In this initial equation, the left is expected damage without GWM/SS, right is with.

$$DAM\left(\frac{21+HIT-AC}{20}\right)=(DAM+10)\left(\frac{16+HIT-AC}{20}\right)$$

The steps for solving for \$AC\$, left as an exercise to the reader, yield a break even AC of:

$$AC=16+HIT-\frac{DAM}{2}$$

Note, expected crit damage would be added as a constant on each side of our initial equation, so it is ignored.

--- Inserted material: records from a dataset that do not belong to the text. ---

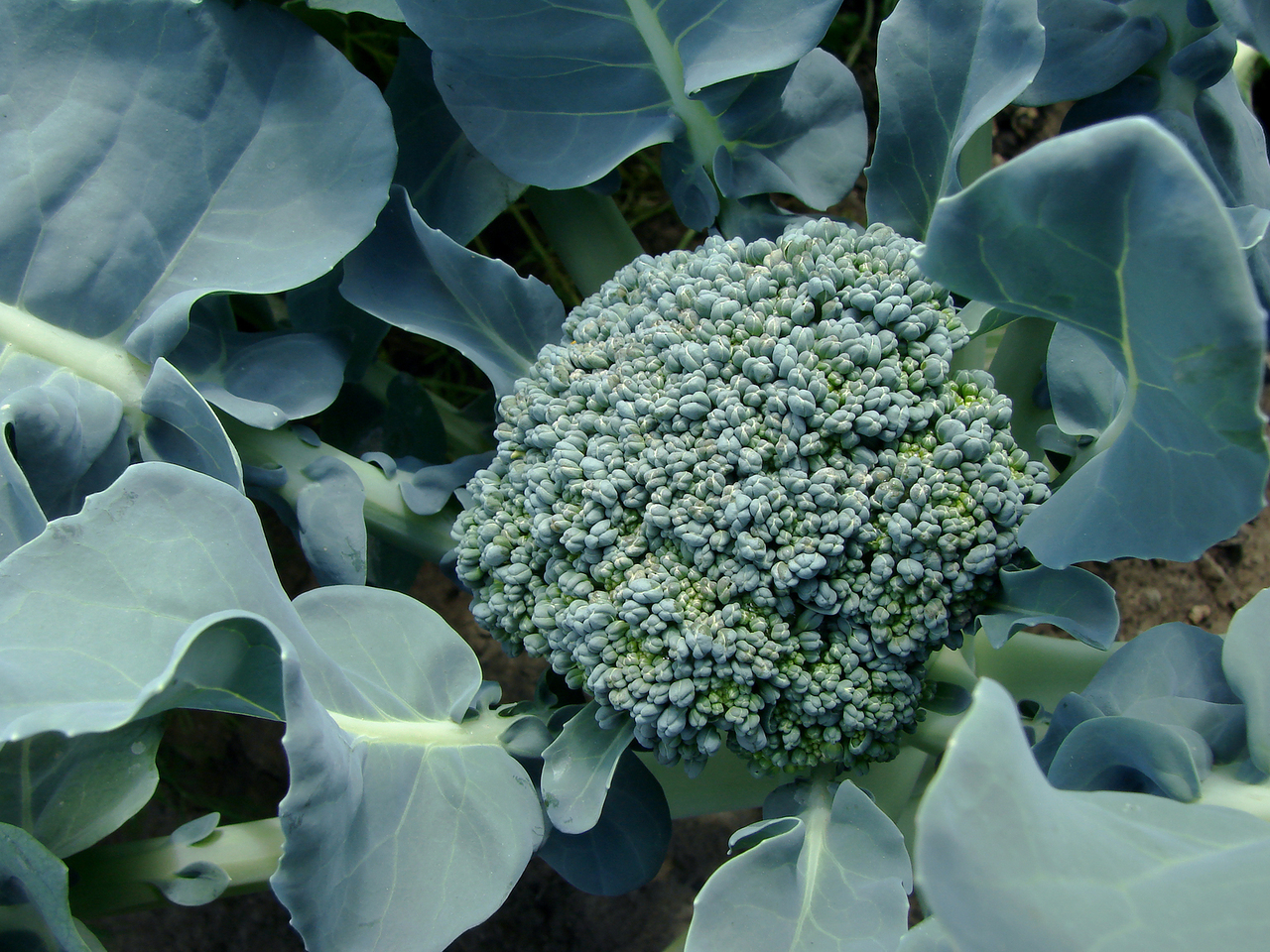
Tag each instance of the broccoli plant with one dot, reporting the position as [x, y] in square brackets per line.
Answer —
[775, 508]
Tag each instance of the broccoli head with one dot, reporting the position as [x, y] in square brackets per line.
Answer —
[746, 498]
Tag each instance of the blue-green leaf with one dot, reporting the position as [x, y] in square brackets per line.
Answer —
[604, 79]
[578, 767]
[64, 436]
[1076, 601]
[330, 525]
[1133, 756]
[405, 824]
[384, 9]
[1007, 862]
[821, 112]
[181, 428]
[418, 278]
[833, 878]
[626, 846]
[1246, 662]
[1089, 46]
[35, 912]
[1115, 231]
[1167, 660]
[944, 70]
[136, 587]
[162, 150]
[263, 379]
[928, 936]
[1084, 389]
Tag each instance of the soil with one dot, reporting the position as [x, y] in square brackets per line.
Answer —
[212, 762]
[235, 766]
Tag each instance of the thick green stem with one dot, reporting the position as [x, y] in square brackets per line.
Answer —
[701, 127]
[386, 512]
[103, 361]
[1247, 67]
[724, 784]
[1038, 666]
[121, 878]
[1222, 788]
[587, 231]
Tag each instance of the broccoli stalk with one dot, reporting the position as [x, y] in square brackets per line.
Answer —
[746, 498]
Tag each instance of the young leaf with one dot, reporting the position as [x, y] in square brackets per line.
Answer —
[33, 909]
[626, 846]
[835, 876]
[70, 792]
[405, 824]
[169, 150]
[578, 769]
[1007, 862]
[944, 70]
[1246, 661]
[1074, 599]
[1116, 231]
[1089, 46]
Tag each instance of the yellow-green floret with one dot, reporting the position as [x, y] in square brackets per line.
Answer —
[746, 498]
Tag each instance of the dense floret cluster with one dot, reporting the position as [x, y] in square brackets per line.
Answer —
[746, 498]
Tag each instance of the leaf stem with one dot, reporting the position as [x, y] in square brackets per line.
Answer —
[121, 878]
[386, 512]
[587, 231]
[102, 361]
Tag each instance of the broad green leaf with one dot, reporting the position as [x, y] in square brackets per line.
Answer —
[262, 379]
[1076, 601]
[1089, 46]
[454, 188]
[928, 936]
[163, 593]
[558, 94]
[821, 112]
[1084, 389]
[330, 525]
[418, 278]
[64, 436]
[70, 792]
[181, 428]
[119, 611]
[1246, 662]
[1115, 231]
[1007, 862]
[835, 876]
[1250, 19]
[944, 70]
[35, 915]
[578, 767]
[160, 150]
[1167, 660]
[405, 824]
[1133, 756]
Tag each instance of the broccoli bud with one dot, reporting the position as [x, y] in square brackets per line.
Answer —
[744, 499]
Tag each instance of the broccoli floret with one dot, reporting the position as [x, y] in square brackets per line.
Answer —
[746, 499]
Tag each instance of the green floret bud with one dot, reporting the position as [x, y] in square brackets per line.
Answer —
[746, 498]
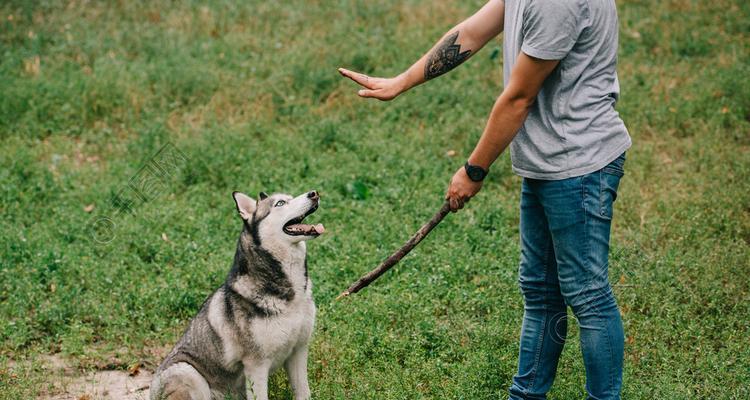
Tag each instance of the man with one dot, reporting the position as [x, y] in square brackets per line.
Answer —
[567, 142]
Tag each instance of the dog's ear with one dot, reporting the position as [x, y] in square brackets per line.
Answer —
[245, 205]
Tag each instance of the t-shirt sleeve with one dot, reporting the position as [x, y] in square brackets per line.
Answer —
[551, 27]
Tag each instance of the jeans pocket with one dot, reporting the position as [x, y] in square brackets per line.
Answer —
[609, 181]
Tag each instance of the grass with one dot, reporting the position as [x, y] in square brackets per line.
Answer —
[90, 91]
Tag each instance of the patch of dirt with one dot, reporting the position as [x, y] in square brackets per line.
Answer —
[99, 385]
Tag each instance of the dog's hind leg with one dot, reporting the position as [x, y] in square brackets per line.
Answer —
[258, 375]
[296, 371]
[180, 382]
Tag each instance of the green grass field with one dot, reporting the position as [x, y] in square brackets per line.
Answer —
[248, 92]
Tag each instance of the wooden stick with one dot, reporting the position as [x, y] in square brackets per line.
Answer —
[399, 254]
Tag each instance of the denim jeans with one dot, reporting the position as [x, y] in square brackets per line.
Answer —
[565, 227]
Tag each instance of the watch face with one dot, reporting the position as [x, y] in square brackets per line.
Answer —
[475, 174]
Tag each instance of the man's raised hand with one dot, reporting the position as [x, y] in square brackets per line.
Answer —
[378, 88]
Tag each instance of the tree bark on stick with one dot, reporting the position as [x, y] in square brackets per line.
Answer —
[368, 278]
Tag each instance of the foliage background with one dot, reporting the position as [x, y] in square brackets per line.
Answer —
[90, 90]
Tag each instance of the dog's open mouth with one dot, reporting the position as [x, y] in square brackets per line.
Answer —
[295, 227]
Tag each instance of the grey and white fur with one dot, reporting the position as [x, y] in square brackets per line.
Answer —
[261, 318]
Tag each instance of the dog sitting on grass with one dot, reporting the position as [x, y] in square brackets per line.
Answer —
[261, 318]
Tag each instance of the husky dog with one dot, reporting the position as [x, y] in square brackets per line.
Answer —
[261, 317]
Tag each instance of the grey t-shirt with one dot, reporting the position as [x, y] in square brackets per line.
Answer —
[572, 129]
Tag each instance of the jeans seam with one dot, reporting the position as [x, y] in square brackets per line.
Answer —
[542, 331]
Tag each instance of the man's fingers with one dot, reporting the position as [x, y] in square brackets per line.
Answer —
[366, 93]
[361, 79]
[454, 204]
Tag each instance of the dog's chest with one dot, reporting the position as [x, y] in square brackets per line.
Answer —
[278, 335]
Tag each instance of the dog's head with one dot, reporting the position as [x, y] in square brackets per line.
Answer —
[278, 218]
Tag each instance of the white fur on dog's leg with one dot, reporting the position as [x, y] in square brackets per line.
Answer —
[258, 375]
[296, 371]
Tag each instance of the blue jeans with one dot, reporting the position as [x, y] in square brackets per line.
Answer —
[565, 227]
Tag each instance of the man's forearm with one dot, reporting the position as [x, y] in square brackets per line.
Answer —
[505, 120]
[457, 45]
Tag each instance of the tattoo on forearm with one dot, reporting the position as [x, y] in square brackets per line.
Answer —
[446, 56]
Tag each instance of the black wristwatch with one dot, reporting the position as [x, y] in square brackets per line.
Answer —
[475, 172]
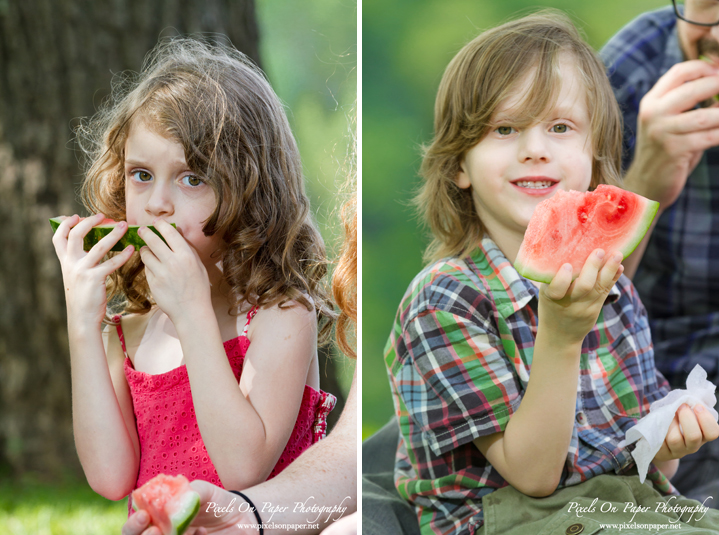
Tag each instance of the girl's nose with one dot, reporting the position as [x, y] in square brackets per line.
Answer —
[533, 145]
[160, 201]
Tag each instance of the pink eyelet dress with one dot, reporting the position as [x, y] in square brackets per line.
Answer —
[170, 441]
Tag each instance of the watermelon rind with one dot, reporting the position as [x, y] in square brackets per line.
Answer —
[184, 507]
[100, 231]
[188, 507]
[641, 228]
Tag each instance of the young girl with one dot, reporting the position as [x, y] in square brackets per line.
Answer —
[507, 391]
[234, 293]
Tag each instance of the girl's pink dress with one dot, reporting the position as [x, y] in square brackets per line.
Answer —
[170, 441]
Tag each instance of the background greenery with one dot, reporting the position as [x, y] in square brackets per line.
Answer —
[309, 52]
[406, 44]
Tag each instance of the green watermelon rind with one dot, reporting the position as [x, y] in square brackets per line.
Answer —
[97, 233]
[182, 518]
[642, 226]
[188, 505]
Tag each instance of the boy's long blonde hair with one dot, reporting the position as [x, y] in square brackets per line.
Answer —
[481, 76]
[212, 100]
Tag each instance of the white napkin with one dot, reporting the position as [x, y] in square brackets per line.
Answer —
[651, 430]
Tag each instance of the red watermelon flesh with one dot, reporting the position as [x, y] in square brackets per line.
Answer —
[570, 225]
[170, 502]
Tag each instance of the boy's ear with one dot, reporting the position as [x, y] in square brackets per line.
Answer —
[462, 179]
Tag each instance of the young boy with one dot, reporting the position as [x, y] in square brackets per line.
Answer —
[507, 391]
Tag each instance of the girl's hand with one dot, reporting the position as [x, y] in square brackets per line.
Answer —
[175, 273]
[570, 309]
[83, 273]
[220, 513]
[688, 432]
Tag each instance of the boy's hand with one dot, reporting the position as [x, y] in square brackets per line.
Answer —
[83, 273]
[570, 309]
[177, 278]
[688, 432]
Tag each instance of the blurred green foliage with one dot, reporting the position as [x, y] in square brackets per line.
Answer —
[32, 507]
[406, 44]
[309, 51]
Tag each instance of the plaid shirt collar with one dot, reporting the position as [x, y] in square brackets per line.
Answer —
[509, 290]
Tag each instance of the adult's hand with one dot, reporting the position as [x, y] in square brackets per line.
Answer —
[672, 135]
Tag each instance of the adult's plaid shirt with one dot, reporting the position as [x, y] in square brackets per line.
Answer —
[678, 278]
[459, 359]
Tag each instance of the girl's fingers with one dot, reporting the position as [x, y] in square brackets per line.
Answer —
[557, 289]
[155, 244]
[148, 257]
[79, 231]
[102, 247]
[59, 239]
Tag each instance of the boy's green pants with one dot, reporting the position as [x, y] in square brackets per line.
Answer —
[593, 507]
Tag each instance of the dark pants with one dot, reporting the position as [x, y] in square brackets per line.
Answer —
[383, 510]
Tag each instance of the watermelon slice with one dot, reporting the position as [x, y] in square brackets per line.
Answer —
[567, 227]
[104, 228]
[170, 502]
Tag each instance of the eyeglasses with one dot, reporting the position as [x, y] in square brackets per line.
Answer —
[699, 12]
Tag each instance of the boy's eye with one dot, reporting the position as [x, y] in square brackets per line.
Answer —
[192, 180]
[142, 176]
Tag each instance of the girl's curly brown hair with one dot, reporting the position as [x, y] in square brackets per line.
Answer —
[344, 279]
[219, 106]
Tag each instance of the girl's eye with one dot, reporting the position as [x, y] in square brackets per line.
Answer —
[192, 180]
[142, 176]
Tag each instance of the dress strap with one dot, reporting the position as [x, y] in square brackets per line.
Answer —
[116, 319]
[250, 314]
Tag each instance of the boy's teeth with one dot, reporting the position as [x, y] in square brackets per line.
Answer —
[534, 184]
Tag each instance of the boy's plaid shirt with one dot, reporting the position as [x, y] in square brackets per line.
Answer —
[459, 358]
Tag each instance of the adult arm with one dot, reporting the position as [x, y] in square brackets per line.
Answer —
[671, 137]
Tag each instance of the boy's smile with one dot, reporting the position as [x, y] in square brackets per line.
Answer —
[514, 168]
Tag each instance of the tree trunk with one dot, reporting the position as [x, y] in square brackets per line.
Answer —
[57, 58]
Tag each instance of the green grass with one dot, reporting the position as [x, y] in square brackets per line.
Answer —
[31, 507]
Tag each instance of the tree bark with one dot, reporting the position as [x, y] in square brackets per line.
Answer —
[57, 58]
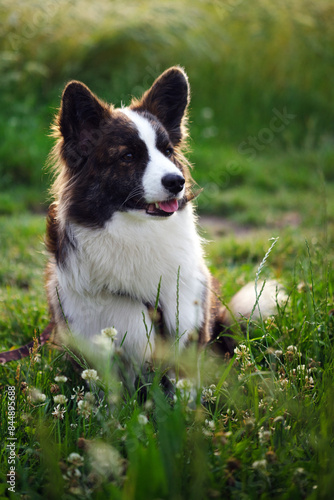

Further, when the target's AC is so high that the only way to hit it is with a natural 20, which is when \$AC-HIT\geq20\$, it becomes best practice again to take GWM/SS on every attack since the penalty is meaningless.

The numbers.

With a mundane longbow, assuming a proficiency bonus of +4, \$DAM=1d8+10=14.5\$ and \$HIT=9\$. Then our break even AC is 17.75. This means on average, we should use SS for target ACs 17 and below.

With a mundane greatsword, assuming proficiency bonus of +4, \$DAM=2d6+10=17\$ and \$HIT=9\$. Then our break even AC is 16.5. This means on average, we should use GWM for target ACs 16 and below.

These are just examples, the formula is simple enough to substitute your own numbers with little issue.

A user named Bacon Bits works this result in greater detail in this answer, go give them some love.